Ces armes, a déclaré Cavoli, permettraient à l'Ukraine de mener ce qu'il a appelé « le combat en profondeur », déplaçant l'accent des combats meurtriers au point d'engagement direct vers une nouvelle guerre où l'Ukraine perturberait l'effort de guerre russe en frappant le quartier général et les lignes d'approvisionnement profondes derrière les lignes de front.
En bref, Cavoli décrivait une stratégie d'escalade concrétisée par les exhortations antérieures du président lituanien Gitanas Nauseda à franchir toutes les « lignes rouges » lorsqu'il s'agissait de soutenir l'Ukraine.
Mais la simple rhétorique ne peut pas combler le fossé béant qui existe avec la réalité. Les mots, en particulier dans un environnement comme la Conférence de Munich sur la sécurité de cette année, où toute prétention au dialogue a été abandonnée au profit de la construction d'un écho pro-occidental, résonnent d'une manière qui favorise un sens artificiel de la substance. Mais à moins que ces mots ne soient soutenus par une action concertée, ils n'ont aucun poids et se dissiperont bientôt dans le néant.

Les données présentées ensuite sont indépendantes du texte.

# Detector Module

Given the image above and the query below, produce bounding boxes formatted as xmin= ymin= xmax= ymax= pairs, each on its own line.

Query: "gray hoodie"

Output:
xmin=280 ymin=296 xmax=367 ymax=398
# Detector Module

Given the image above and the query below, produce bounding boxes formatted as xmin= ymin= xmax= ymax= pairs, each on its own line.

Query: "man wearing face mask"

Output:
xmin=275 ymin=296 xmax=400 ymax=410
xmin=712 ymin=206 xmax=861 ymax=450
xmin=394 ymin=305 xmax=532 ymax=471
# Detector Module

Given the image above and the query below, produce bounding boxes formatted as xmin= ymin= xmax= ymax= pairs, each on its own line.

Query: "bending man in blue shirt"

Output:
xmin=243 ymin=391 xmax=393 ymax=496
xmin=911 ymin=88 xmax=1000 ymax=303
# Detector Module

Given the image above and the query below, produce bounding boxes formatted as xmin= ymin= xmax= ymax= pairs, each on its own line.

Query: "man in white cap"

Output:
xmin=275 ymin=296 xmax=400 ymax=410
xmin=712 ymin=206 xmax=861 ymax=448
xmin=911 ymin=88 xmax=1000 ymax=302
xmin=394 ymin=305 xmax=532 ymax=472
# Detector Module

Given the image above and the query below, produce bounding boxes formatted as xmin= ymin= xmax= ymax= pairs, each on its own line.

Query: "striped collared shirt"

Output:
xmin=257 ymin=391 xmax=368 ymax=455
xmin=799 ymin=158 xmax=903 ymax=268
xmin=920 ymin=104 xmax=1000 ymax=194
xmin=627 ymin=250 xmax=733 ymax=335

Telle est, en bref, la réalité de la Conférence de sécurité de Munich - un exercice d'auto-illusion, similaire dans sa construction aux discussions autour de la table de conférence des derniers jours de la bataille de Berlin en 1945, au cours desquelles Adolf Hitler a déplacé des armées imaginaires dans un vain effort pour arracher la victoire à l'inévitable défaite.
Le fait est qu'il n'y a pas de chars, pas de missiles à longue portée, pas d'avions de combat disponibles dans un délai réaliste qui puissent aider l'Ukraine à inverser la détérioration de sa posture militaire vis-à-vis de la Russie.
Les demandes d'urgence de Zelensky reflètent une reconnaissance croissante de sa part que, si on la laisse sur la trajectoire actuelle, la guerre avec la Russie sera bientôt terminée, peut-être dès août 2023.
L'incapacité et/ou la réticence des dirigeants militaires et civils occidentaux à faire correspondre leurs déclarations de soutien à la chronologie de Zelensky démontre un divorce absolu avec la réalité de la part de ceux qui étaient réunis à Munich, ou bien le cynisme de ceux qui savent le destin tragique qui attend ceux qu'ils prétendent ne supporter que trop bien.
La dure vérité que les participants à la Conférence de Munich sur la sécurité connaissent, mais ne peuvent pas dire, c'est qu'il n'y a aucun espoir de victoire ukrainienne sur la Russie, conclut l'analyste de Sputnik.